5 beauty business trends for 2021
ARTICLE | May 24, 2021
Authored by RSM US LLP
Changing consumer preferences: What does the data say?
At the beginning of 2021, uncertainty about school, office and event reopening kept beauty businesses guessing about how changes in preferences might unfold for the remainder of the year. However, as life begins to normalize, consumer preferences are likely to shift again. A focus on health and functional beauty will be the mainstay as consumers will embrace self-care. Look for essential oils, organic ingredients and even CBD in beauty products. Companies will be reliant on customer data and insights about that data to understand consumer needs and wants. Likewise, technology will help businesses provide personalized consumer journeys via artificial intelligence, augmented reality and other consumer-facing platforms. Customer data and insights will be vital for beauty companies to manage SKUs, minimize returns and capture spending in hot categories. Also in 2021, consumers will be drawn to ingredients that promote antiaging benefits. While historically such products have been marketed to middle-aged and older consumers, brands have developed strategies to deliver the message to millennials and Gen Zers as they make up an increasing share of the overall market. Previously, products typically targeted for younger consumers touted the latest trends and styles; now they stress multipurpose ingredients that moisturize, cleanse, protect against UV rays and damage from air pollution, in addition to offering aesthetic appeal. This multiple-use trend has allowed consumers to reduce their reliance on using multiple special purpose products.
Direct-to-consumer: Developing the digital beauty counter
The pandemic uprooted the traditional cosmetics sales model.

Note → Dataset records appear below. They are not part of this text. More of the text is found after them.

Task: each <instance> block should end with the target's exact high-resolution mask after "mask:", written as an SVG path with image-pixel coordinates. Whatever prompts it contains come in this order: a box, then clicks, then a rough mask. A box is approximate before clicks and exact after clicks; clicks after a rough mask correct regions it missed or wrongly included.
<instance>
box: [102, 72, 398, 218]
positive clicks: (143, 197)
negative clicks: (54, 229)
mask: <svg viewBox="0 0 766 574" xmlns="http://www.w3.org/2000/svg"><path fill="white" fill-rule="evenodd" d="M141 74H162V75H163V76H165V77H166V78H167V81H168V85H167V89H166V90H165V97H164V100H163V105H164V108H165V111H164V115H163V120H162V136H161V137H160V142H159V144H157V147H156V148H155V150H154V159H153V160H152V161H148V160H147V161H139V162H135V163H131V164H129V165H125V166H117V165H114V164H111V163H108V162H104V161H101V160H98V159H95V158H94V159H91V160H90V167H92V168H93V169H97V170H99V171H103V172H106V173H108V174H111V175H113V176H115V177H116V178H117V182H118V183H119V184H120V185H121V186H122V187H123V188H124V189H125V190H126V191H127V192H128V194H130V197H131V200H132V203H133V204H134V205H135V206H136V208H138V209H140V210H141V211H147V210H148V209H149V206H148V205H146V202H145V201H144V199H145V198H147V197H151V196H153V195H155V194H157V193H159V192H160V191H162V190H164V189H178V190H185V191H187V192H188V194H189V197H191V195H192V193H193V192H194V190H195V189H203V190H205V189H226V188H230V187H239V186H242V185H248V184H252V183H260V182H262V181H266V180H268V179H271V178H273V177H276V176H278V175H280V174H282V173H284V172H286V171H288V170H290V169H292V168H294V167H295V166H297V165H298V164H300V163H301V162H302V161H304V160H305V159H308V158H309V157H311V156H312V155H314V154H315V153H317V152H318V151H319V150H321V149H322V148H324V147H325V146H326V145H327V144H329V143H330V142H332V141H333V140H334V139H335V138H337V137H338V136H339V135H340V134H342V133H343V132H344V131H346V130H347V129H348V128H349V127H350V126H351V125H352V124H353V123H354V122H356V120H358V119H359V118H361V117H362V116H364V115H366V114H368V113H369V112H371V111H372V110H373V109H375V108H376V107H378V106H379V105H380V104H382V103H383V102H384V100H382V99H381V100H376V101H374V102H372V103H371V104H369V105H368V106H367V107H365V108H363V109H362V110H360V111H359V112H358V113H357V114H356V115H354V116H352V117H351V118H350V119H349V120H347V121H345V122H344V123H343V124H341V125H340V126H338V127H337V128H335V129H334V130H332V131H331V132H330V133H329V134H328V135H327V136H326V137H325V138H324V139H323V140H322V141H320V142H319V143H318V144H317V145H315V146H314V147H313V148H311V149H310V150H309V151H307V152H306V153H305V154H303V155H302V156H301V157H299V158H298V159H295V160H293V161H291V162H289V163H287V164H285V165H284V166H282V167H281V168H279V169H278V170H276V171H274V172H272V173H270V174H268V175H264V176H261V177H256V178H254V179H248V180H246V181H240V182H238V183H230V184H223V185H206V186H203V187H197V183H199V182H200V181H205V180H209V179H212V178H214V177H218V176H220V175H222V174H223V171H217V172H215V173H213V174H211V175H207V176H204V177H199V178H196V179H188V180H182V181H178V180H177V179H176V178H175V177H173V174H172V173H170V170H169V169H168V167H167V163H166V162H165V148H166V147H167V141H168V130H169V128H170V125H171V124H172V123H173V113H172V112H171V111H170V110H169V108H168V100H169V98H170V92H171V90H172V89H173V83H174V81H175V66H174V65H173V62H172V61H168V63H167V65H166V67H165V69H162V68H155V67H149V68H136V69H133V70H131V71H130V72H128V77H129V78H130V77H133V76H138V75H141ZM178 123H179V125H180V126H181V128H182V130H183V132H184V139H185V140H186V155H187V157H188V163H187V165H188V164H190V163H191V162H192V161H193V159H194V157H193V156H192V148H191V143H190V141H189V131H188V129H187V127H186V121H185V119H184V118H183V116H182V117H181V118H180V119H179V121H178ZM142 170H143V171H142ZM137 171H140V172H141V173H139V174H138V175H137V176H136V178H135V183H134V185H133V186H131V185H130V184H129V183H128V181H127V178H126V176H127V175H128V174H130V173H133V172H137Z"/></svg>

The days of beauty counter trials and sales associates handing out fragrance samples as the norm are over. Retail closures and social distancing have forced consumers, who may have been averse to making online beauty purchases in the past, to adopt the direct-to-consumer, digital channel. Successful brands have been able to recreate a high touch beauty counter experience in a digital arena through online demonstrations, virtual shopping events and digital sampling. While increased consumer mobility will bring some sales back to physical retail, the role e-commerce plays will have staying power. It’s crucial for beauty companies to understand which digital strategies will stay relevant or can be adapted to interact with new physical shopping experiences to succeed across all channels. Emerging technologies such as artificial intelligence and augmented reality will continue to open new opportunities to bridge physical and online channels for holistic shopping experiences.
Innovation: Creating differentiation
In this highly competitive sector, middle market beauty companies will need to look for innovative ways to stand out from the pack. While differentiation may have come mostly from marketing in the past, beauty companies are now touting the very formulas and processes that go into their products to make them stand out. Some companies are emphasizing the sophisticated science behind their formulations to bring new functionality to products, while others are touting the use of natural and organic ingredients. Even packaging, once a critical component for standing out on the shelves, is being highlighted for its sustainability rather than its design in order to lure increasingly environmentally conscious beauty consumers. Middle market beauty companies should use their consumer intelligence to determine which messages are vital in the buying decisions and leverage that data in product development and marketing.
Supply chain and operations
In 2020, consumer products businesses experienced the fallout from supply chain disruption and demand shock. The beauty sector was no stranger to these challenges. Looking forward, as demand continues to rebound, beauty companies will need to ensure their supply chains can keep pace. With commodity prices on the rise and a global shipping backlog, many beauty companies will find themselves struggling to procure products efficiently. Labor scarcity and rising wages that plagued manufacturers prior to the pandemic will persist as companies will struggle to bring employees back to work. Data-driven demand planning and optimizing production will play an important role in minimizing cost exposure in 2021, as brands balance changing consumer preferences while also staying nimble. Likewise, in terms of improving operations, growing beauty companies will address SKU management; leverage technology, such as machine learning to improve processes, lead times and margins; and look at ways to update merchandising and marketing efforts to connect with an increasingly diverse customer population through a multitude of channels.
Beauty is resilient: Deal activity blooms
The beauty sector, which has been resilient during past recessions, found itself hit hard during the pandemic and shutdown as consumers sheltered in place. With consumers spending more time at home, they looked to alternative purchases to fill the role of affordable indulgences that cosmetics played in past. However, the industry responded by accelerating innovation in areas from customer experience and niche products to packaging and ingredients to meet the needs of a beauty and personal care consumer with different priorities. In 2021, large beauty players will be positioning themselves to right-size their brand portfolios even further to align with preferences. Many of these large companies adjusted their debt-heavy balance sheets during the pandemic and will look to acquire proven middle market brands to accomplish this. Deal activity shows that private equity firms and strategic acquirers have invested in companies with innovative sales models that bring the personal touch of the beauty counter and salon experience to consumers in their own homes, and those that offered customizable or functional product lines that could be tailored for specific customers or offered health and wellness benefits. This will continue to ring true in 2021.